Vier Fragen an Grüne

Müssen Vegetarier beim Fortgehen mit Bekannten darüber nachdenken, doch auch mal Fleisch zu essen, nur um den Frieden am Tisch zu wahren? Müssen Pazifisten darüber nachdenken, doch auch mit Waffengewalt einen Konflikt zu lösen, nur weil ein Bekannter es für sinnvoll erachtet? Müssen Menschen tatsächlich erst Brandwunden an den Fingern erleiden, um einen endgültigen Beweis für die Gefährlichkeit von Feuer zu haben? Müssen Menschenrechte doch nicht so absolut gelten, wenn dadurch eine Koalition am Laufen gehalten wird? Ich denke nicht!

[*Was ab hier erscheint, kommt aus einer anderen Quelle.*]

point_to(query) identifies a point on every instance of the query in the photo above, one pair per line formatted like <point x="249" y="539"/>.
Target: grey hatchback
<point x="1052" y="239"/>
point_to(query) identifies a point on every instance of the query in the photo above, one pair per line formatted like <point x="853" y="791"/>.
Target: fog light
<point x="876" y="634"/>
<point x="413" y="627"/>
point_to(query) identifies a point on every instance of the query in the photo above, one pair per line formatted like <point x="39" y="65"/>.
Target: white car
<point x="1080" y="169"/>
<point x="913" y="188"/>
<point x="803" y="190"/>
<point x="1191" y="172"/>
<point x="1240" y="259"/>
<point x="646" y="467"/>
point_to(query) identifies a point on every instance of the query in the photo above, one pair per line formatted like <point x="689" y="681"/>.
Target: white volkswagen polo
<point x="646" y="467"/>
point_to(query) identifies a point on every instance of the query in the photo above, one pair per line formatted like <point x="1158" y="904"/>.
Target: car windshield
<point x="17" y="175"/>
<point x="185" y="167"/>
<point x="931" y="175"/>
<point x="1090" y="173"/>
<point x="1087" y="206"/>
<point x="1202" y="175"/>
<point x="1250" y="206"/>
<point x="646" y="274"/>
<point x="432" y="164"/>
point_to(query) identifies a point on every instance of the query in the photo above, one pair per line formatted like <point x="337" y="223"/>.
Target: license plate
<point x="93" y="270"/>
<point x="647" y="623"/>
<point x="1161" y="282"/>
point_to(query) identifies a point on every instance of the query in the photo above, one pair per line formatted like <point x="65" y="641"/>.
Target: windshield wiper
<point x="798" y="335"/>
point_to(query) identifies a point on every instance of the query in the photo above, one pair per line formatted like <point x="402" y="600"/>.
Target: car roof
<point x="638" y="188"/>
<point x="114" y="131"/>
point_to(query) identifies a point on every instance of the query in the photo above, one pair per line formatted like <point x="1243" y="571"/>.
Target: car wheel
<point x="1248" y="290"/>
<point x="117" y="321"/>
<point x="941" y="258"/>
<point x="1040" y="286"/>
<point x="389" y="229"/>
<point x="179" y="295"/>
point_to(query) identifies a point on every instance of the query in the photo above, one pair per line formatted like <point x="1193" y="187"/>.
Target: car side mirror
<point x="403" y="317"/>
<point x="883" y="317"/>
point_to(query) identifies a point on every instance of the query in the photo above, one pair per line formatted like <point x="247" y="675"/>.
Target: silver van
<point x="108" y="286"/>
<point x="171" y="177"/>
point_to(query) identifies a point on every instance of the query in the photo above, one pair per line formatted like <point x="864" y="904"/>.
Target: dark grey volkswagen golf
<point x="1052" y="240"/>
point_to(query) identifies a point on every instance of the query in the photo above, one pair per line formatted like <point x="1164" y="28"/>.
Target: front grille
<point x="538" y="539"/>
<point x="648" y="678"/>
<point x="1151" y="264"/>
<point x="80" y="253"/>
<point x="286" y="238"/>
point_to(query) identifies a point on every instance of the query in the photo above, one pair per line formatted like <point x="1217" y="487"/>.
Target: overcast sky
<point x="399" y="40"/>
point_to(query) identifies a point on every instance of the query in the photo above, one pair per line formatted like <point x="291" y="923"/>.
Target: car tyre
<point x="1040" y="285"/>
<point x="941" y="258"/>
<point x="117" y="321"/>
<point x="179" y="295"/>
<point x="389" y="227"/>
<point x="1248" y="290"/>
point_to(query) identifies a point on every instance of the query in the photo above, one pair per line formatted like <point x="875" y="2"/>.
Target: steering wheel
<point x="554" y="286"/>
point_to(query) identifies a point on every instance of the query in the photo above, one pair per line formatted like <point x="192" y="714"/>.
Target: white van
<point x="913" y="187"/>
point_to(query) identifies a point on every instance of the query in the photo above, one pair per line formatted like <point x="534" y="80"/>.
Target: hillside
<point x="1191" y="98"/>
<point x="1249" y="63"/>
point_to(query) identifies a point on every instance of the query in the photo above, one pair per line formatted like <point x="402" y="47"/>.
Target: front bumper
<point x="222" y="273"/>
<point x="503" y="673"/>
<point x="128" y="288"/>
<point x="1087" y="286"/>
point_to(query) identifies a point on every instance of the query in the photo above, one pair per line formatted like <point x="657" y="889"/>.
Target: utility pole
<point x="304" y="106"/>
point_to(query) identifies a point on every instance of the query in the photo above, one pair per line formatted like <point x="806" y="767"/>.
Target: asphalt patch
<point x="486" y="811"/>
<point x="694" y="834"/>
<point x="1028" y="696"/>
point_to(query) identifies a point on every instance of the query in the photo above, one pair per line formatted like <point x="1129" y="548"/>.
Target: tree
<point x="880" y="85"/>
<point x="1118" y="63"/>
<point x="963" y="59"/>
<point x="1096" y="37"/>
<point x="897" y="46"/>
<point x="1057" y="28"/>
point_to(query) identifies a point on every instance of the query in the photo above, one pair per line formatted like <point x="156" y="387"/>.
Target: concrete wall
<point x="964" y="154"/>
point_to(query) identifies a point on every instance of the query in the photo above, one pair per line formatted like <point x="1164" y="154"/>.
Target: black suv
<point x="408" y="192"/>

Aber warum müssen dann die Grünen drei Monate Sondierungs- und Koalitionsgespräche führen, nur um ein türkises rechts außen Programm zu präsentieren, in dem sogar der Umweltschutz in Wahrheit nur ungenügend vorkommt! Dafür beschwören grüne Politiker nach nur 8 Wochen Regierung mit Kurz Durchhalteparolen.
Das ist einfach blamabel!
Das „Beste aus beiden Welten“ ist ein „Best of moralisch verwerflich und fachlich inkompetent mit türkisem rechts außen Poltikschmäh für Schlichte“ und kaum wahrnehmbaren Spurenelementen grüner Innhalte. Sind Kogler & Co reingelegt, von der türkisen Sekte über den Tisch gezogen worden? Mag sein. Eine Entschuldigung für die Performance der letzten 60 Tage ist das trotzdem nicht! Der letzte argumentative Rettungsanker der Grün-Partei ist neben dem Umweltschutz das Verhindern der FPÖ in der Regierung. Beides zählt immer weniger, vor allem, wenn bei der Ökologisierung wenig Konkretes kommt. Nebulose Worthülsen und fiktive Projekte (Stichwort 1-2-3 Ticket) sind eher Schmäh a là Kurz.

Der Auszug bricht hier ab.